権力犯罪 もう二度と

関東大震災の混乱に乗じ、社会主義者や労働組合の若者らが軍と警察によって虐殺された亀戸事件から103年となるなか、東京都江東区内で10日、追悼集会が開かれました。「権力犯罪を再び起こさせない」と語り合いました。同実行委員会の主催です。
戒厳令が布告されるなか、被災者救援をしていた日本共産青年同盟の川合義虎・初代委員長ら10人が虐殺された亀戸事件。集会であぜ上三和子実行委員長(元都議)は、政府に批判的な国民を弾圧したのが亀戸事件であり、その後の治安維持法につながったと発言。今、戦前への逆戻りが進む一方で「主権者は私たち」「憲法守ろう」という声が広がっているとして「追悼の意義を自分事として受け止め、声を上げ続けよう」と述べました。

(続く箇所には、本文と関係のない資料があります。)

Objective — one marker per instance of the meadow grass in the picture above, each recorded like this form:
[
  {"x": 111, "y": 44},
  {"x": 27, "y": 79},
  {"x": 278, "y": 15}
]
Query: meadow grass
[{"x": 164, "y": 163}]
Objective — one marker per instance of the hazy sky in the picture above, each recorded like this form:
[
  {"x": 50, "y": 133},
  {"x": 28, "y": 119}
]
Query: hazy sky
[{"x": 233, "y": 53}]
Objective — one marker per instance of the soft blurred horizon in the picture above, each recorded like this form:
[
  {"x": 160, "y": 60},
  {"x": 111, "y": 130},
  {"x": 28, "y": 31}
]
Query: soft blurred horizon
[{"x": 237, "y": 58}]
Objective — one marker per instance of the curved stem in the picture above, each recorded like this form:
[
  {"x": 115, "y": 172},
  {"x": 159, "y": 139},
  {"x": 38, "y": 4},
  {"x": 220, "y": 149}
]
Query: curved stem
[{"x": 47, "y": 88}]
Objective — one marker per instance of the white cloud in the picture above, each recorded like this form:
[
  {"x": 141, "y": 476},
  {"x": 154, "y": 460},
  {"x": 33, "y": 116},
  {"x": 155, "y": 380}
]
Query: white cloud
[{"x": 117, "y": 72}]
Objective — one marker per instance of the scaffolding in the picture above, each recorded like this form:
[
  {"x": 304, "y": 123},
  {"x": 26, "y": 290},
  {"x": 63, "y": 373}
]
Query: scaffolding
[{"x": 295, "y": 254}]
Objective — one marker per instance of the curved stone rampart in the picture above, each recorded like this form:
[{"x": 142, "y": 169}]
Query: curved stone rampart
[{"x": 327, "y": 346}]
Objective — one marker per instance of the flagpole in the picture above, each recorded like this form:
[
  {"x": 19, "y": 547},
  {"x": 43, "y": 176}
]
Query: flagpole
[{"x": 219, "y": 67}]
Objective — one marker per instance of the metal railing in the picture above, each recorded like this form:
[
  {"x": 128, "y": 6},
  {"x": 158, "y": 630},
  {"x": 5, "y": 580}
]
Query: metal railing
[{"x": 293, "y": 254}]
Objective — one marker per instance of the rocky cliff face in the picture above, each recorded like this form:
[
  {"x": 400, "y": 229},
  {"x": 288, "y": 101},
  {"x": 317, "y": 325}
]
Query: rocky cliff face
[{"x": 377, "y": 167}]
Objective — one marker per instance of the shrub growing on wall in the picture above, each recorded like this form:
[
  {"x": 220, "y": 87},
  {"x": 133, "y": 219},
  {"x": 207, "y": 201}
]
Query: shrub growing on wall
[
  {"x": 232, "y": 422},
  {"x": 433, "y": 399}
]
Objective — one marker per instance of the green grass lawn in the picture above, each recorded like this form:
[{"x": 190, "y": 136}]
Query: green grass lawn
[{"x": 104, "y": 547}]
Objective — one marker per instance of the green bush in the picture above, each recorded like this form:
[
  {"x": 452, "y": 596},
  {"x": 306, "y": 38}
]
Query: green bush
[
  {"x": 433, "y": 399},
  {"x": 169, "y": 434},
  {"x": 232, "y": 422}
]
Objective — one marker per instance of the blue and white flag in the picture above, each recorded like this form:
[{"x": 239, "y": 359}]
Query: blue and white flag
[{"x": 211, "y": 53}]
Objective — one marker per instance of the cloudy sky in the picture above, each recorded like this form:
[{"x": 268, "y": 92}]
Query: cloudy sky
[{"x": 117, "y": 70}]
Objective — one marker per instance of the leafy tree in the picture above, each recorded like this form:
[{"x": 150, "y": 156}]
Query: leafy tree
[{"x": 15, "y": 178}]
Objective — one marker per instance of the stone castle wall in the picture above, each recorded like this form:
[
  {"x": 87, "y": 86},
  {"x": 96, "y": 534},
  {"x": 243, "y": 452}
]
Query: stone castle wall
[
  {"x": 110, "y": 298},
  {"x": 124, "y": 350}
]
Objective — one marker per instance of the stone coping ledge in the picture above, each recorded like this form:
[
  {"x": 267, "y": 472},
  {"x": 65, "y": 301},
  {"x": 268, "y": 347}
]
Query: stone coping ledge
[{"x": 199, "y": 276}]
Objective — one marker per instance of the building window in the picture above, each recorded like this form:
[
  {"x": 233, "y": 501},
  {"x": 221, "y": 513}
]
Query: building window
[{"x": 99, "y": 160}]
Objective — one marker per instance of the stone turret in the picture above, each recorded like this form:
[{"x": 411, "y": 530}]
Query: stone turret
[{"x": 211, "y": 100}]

治安維持法犠牲者国家賠償要求同盟東京都本部の中嶋育雄会長は「戦争する国へと暴走する」高市早苗政権を批判。緊急事態条項は「かつての戒厳令と同じ過ちを犯す」と語りました。
日朝協会東京都連合会の宮川泰彦会長が講演し、日本共産党の斉藤まりこ都議があいさつしました。石播労働者うたう会・東部のうたごえが歌いました。式典後、参加者は浄心寺(同区)内の亀戸事件犠牲者の碑へ献花しました。